Help for the variability in the plots

Screen Link:

My Code:

import pandas as pd
import numpy as np

strata_1 = wnba[wnba['MIN']<=347]
strata_2 = wnba[(wnba['MIN']>347) & (wnba['MIN']<=683)]
strata_3 = wnba[wnba['MIN']>683]

sample_means = []

for i in range(100):
    sample_1 = strata_1['PTS'].sample(4,random_state=i)
    sample_2 = strata_2['PTS'].sample(4,random_state=i)
    sample_3 = strata_3['PTS'].sample(4,random_state=i)
    final_sample = pd.concat([sample_1,sample_2,sample_3])

# Outside loop
plt.title('Minutes Played')

What I expected to happen:
To get less variability in the above stratified sampled scatterplot.

What actually happened:

The correlation between :

wnba['PTS'] and wnba['Games Played'] = 0.579
wnba['PTS'] and wnba['Games Played'] = 0.911

Thus, the scatterplot for stratified sampling done above should have less variability whereas, it shows high variability than the scatterplot for( *wnba['PTS'] and wnba['Games Played']* even after having less correlation)

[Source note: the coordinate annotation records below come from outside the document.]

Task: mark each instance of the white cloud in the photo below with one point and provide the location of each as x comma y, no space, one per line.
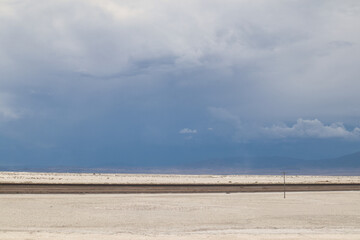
188,131
312,129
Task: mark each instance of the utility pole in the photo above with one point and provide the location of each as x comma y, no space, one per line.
284,185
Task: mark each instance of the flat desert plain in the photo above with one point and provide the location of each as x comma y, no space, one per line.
302,215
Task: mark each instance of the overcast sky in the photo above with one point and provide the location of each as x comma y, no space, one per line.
148,82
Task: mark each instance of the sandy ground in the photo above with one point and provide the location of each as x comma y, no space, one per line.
306,215
29,177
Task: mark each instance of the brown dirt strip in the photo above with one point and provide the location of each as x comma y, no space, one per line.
15,188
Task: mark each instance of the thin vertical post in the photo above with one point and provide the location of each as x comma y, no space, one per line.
284,186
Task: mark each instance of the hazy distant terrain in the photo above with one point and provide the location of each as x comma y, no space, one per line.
344,165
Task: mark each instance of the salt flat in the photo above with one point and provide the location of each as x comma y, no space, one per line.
33,177
302,215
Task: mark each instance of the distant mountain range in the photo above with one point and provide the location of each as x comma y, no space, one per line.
344,165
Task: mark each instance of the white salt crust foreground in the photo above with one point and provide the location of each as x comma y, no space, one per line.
302,215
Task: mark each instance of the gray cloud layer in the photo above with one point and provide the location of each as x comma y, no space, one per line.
251,63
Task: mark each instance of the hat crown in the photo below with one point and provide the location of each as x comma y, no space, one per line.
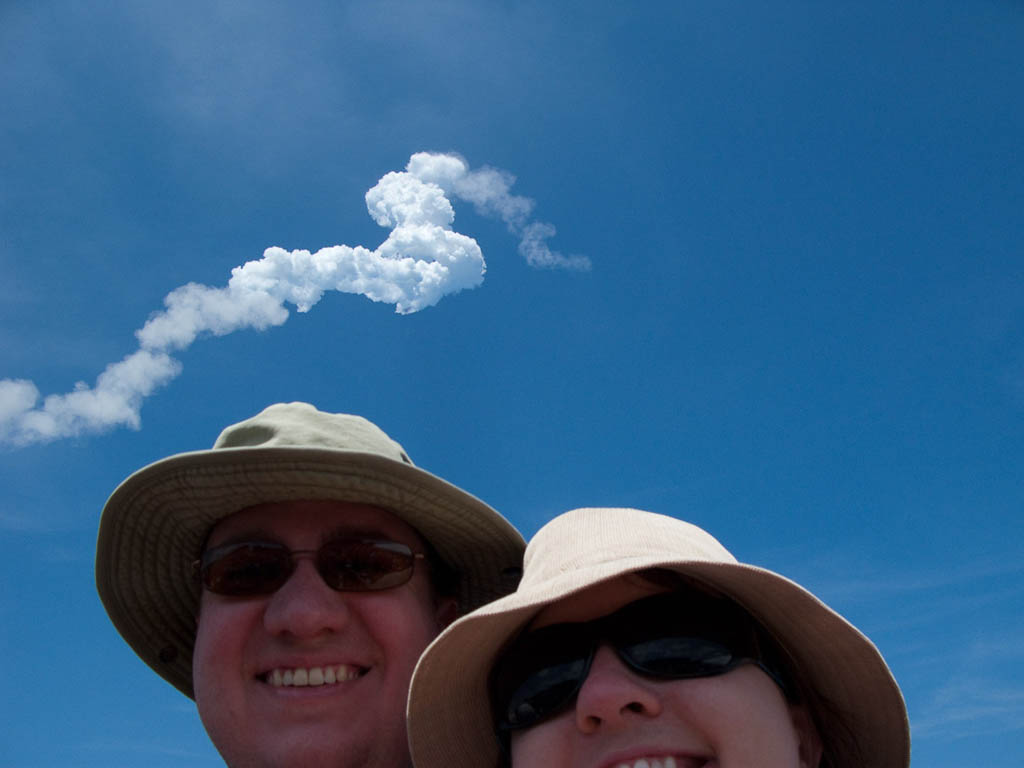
301,425
584,540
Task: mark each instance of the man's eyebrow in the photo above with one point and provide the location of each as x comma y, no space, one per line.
246,537
345,531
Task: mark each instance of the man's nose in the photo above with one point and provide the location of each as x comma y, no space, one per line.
612,695
304,606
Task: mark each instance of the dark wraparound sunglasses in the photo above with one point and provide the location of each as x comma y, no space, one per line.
255,568
671,636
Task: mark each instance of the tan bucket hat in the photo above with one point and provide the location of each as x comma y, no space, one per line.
450,720
156,522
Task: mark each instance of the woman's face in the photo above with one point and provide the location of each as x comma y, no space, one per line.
621,719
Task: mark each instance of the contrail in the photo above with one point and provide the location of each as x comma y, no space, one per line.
421,261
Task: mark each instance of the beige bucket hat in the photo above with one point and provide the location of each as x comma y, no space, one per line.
450,720
156,522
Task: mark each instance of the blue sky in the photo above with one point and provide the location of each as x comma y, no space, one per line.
802,326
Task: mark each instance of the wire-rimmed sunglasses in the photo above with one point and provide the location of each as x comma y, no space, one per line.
347,564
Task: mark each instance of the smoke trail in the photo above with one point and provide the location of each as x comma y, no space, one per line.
421,261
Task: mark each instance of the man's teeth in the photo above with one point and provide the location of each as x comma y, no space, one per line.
669,762
312,676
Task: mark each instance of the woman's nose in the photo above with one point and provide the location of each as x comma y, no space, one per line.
612,694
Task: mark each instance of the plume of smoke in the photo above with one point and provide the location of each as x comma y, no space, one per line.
421,261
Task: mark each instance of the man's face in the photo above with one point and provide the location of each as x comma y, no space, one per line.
370,641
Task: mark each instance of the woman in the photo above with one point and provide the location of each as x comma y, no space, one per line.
636,640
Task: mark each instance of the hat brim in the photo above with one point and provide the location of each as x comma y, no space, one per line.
450,718
156,522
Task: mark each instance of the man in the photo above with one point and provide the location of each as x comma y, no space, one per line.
289,578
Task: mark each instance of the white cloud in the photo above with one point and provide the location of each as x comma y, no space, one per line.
421,261
488,190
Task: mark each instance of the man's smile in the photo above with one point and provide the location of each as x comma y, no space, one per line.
311,676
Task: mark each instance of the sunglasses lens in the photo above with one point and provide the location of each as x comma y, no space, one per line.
658,637
365,565
544,693
246,569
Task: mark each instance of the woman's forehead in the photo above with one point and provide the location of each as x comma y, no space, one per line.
598,600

It might be somewhat late, but I´m doing this course now and I have seen that your question were left without an answer.
In case you haven´t figured it out yet…
Actually the variability in your plot is less than in the ones recieved in the previous missions, the problem is in the limits of y-axis on the plot. In the previous plot the y-axis was set in limits from approx. 80 to 350, while this plot is autamically zoomed in, having the y-axis limits set from 140 to 280.
If you check min and max means on your plot, they are 160 and 260 while earlier they were approx. 120 and 340.

Add plt.ylim(80, 350) to your code and you´ll see that the scatterplot is a way more grouped around the mean horizontal line.


This should be marked as the solution, OP!